Planned adventure, that apparent oxymoron, is the new niche that tour operators are rushing to fill. Call it adventure travel; call it eco-tourism, or call it--as industry types do-- soft adventure.

Whatever you choose to name it, it's now a commodity, packaged and ready for consumption. And one place to go shopping for ideas is the third annual Action Adventure Expo, in town Saturday and Sunday with about 100 tour operators and equipment manufacturers. Also included are a tank for scuba and kayak lessons and a wall for sampling the pleasures of rock climbing.

You want adventure? How about kayaking the wild shores of Alaska? Running white water on a wild river in Chile? Riding elephants on safari in Botswana? It's for sale here, at the WalMart of active travel.

Anyone who walks the aisles of the Action Adventure Expo--or browses the full-color catalogues of some of the larger tour operators--will find trips to just about every corner of the earth. Some are oriented around an activity, such as the ones mentioned above; some focus on wildlife; some observe indigenous peoples, and some do a bit of everything.

The expo came to Orange County last year on the grounds of the old Lion Country Safari but moved to a building at the Orange County Fairgrounds to get out of the weather and be in a more central location. Organizers say it is one of the largest such events in the country.

Unlike other forms of group travel, in which most people make arrangements through travel agents, adventure-travel clients tend to book directly with the tour operator. One of the expo's purposes, said producer Gigi Giraudo, is to give adventurers a place to comparison-shop and to introduce neophytes to the field.

The $8.50 daily adult admission includes free lessons in kayaking, scuba, rock climbing and a "ropes course" like those used at some outdoor leadership retreats--lessons that could otherwise cost $50 to $100, Giraudo said.

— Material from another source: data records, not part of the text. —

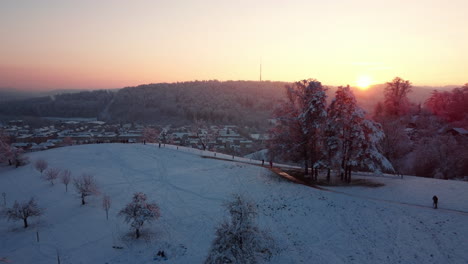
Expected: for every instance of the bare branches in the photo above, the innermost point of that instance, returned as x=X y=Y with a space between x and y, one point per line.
x=51 y=175
x=41 y=165
x=65 y=178
x=24 y=210
x=139 y=211
x=106 y=203
x=85 y=185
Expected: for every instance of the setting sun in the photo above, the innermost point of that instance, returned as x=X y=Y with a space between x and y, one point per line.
x=364 y=82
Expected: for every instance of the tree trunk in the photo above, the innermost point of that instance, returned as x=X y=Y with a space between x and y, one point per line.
x=343 y=169
x=349 y=174
x=306 y=168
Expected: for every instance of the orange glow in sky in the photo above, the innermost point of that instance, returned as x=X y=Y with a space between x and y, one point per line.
x=363 y=82
x=55 y=44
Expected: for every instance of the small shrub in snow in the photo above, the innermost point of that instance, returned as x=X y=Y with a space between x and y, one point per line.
x=51 y=175
x=65 y=178
x=85 y=185
x=41 y=165
x=22 y=211
x=240 y=240
x=106 y=202
x=139 y=211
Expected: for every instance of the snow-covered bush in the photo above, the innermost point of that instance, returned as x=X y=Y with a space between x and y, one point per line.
x=85 y=185
x=22 y=211
x=139 y=211
x=106 y=202
x=65 y=178
x=41 y=165
x=239 y=240
x=51 y=175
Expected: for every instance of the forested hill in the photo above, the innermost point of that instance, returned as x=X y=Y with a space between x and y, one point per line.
x=235 y=102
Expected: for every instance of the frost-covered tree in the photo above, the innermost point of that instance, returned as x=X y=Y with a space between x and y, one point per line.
x=150 y=135
x=139 y=211
x=357 y=137
x=51 y=175
x=22 y=211
x=65 y=178
x=395 y=144
x=203 y=133
x=85 y=185
x=239 y=240
x=451 y=106
x=106 y=203
x=5 y=149
x=396 y=102
x=300 y=123
x=369 y=155
x=41 y=165
x=18 y=158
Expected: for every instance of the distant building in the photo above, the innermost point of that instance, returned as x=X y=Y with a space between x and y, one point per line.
x=458 y=131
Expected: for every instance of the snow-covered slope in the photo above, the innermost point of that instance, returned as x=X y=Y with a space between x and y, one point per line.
x=351 y=225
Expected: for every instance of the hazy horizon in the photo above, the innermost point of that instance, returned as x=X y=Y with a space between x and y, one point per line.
x=51 y=44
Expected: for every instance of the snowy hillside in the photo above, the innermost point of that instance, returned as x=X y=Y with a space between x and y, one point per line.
x=390 y=224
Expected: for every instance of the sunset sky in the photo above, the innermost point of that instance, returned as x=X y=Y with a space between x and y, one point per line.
x=111 y=44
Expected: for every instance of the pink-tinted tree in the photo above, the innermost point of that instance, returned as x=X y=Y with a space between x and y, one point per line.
x=203 y=133
x=5 y=149
x=65 y=178
x=150 y=135
x=85 y=185
x=139 y=211
x=106 y=203
x=67 y=141
x=451 y=106
x=41 y=165
x=396 y=102
x=18 y=158
x=51 y=175
x=357 y=137
x=24 y=210
x=300 y=123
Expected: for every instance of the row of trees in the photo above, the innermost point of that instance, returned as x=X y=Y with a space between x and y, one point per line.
x=337 y=136
x=136 y=213
x=416 y=139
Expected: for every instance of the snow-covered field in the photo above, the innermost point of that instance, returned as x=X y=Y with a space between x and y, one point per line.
x=390 y=224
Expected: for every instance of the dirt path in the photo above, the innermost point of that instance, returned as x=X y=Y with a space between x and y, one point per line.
x=286 y=176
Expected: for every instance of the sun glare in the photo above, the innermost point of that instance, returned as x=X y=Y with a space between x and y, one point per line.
x=364 y=82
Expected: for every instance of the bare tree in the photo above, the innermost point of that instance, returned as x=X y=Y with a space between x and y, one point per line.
x=18 y=158
x=5 y=260
x=396 y=97
x=51 y=175
x=67 y=141
x=85 y=185
x=240 y=240
x=139 y=211
x=5 y=149
x=65 y=178
x=22 y=211
x=106 y=202
x=41 y=165
x=150 y=135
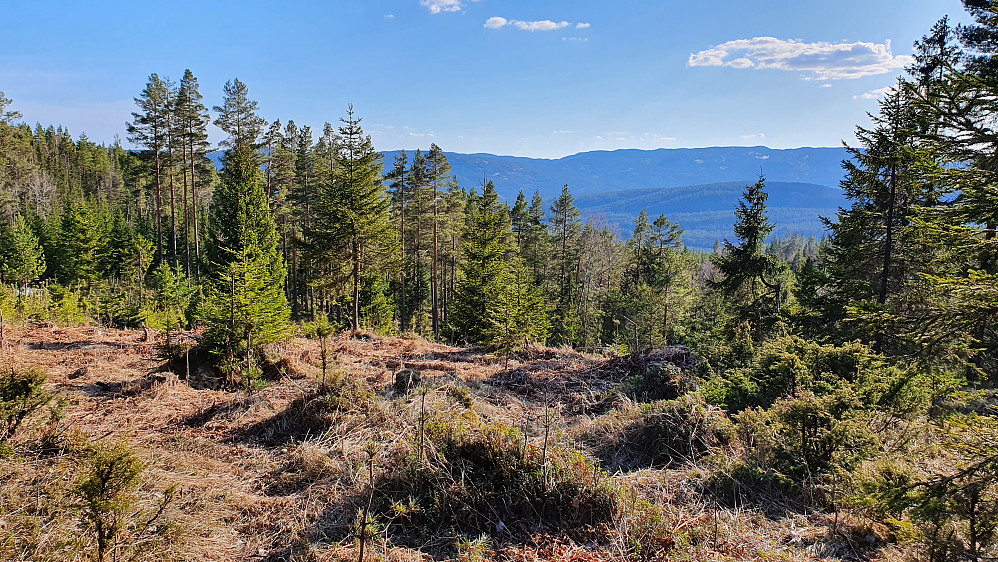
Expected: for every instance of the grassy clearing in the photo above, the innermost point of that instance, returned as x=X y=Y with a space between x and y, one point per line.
x=551 y=457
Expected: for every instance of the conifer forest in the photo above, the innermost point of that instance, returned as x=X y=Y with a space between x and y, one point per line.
x=286 y=347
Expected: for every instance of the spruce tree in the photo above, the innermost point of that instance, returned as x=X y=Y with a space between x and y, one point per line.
x=484 y=280
x=245 y=307
x=21 y=257
x=150 y=129
x=565 y=227
x=753 y=281
x=237 y=116
x=193 y=119
x=351 y=215
x=439 y=170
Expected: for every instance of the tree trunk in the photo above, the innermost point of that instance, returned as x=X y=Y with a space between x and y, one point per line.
x=159 y=209
x=889 y=239
x=355 y=247
x=194 y=206
x=433 y=273
x=187 y=216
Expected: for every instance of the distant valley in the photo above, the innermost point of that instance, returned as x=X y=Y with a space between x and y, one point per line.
x=698 y=187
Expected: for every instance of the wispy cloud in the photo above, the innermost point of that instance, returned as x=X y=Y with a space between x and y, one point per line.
x=822 y=61
x=497 y=22
x=875 y=94
x=438 y=6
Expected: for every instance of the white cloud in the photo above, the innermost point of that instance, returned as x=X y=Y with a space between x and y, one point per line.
x=542 y=25
x=875 y=94
x=497 y=22
x=438 y=6
x=823 y=61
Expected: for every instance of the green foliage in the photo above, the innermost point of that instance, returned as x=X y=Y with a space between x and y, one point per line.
x=245 y=307
x=21 y=257
x=105 y=490
x=351 y=218
x=475 y=473
x=484 y=276
x=795 y=448
x=786 y=365
x=663 y=433
x=756 y=283
x=520 y=313
x=22 y=394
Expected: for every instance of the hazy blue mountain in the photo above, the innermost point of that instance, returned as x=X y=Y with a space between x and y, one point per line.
x=706 y=212
x=621 y=170
x=698 y=187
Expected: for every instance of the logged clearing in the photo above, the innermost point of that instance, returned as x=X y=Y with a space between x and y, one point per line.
x=272 y=476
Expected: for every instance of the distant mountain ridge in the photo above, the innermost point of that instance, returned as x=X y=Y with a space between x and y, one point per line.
x=620 y=170
x=698 y=187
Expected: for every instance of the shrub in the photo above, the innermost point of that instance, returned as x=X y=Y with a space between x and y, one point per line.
x=105 y=489
x=788 y=364
x=21 y=395
x=477 y=475
x=792 y=449
x=662 y=433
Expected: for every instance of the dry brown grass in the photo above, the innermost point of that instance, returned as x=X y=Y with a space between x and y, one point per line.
x=250 y=488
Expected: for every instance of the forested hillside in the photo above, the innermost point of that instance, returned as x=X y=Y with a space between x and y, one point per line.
x=496 y=380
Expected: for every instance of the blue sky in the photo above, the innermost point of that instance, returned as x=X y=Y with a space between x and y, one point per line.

It is recommended that participants sign up for the half-hour scuba and kayak lessons as soon as they arrive (for rock climbing and the ropes course, you stand in line).

The lessons won't make anyone an expert, but they will--organizers hope--give people the confidence to try one of these active vacations.

"People who have always dreamed of doing this type of trip, but don't feel they've been equipped for it, we'll teach them how to scuba dive and to rock climb," Giraudo said. "It helps people see that these kind of trips aren't out of their league."

Free seminars will be offered on a continuous basis, including primers on particular geographic areas, presentations on how to select a reputable tour operator and personal reminiscences from adventurers such as Royal Robbins, who was the first to climb Yosemite's El Capitan solo. There will even be performances by world music groups.

While the travel industry is growing at an annual rate of 3% to 4%, adventure travel--which started gaining steam in the late '80s--is expanding more than 30% a year, according to Greg Malver, director of Laguna Beach-based NatureQuest, one of a growing number of companies catering specifically to adventure travel (and one of the exhibitors at the Action Adventure Expo).

"There is definitely more of a desire on the part of the traveler to be more active, to learn more about the place they're visiting and the people, as opposed to sitting on a beach and getting a suntan," Malver said. "Our focus is on natural history, wildlife and the cultures of the places we're visiting. Most of the things we offer are considered soft adventure, where you don't have to have a special skill."

That doesn't mean the trips offered by NatureQuest and other operators are cushy.

Visiting the rain forests of Brazil might entail hiking in near-steambath conditions and sleeping in jungle lodges that (though they may be clean and even picturesque) aren't going to challenge the Ritz-Carlton on the creature comfort scale.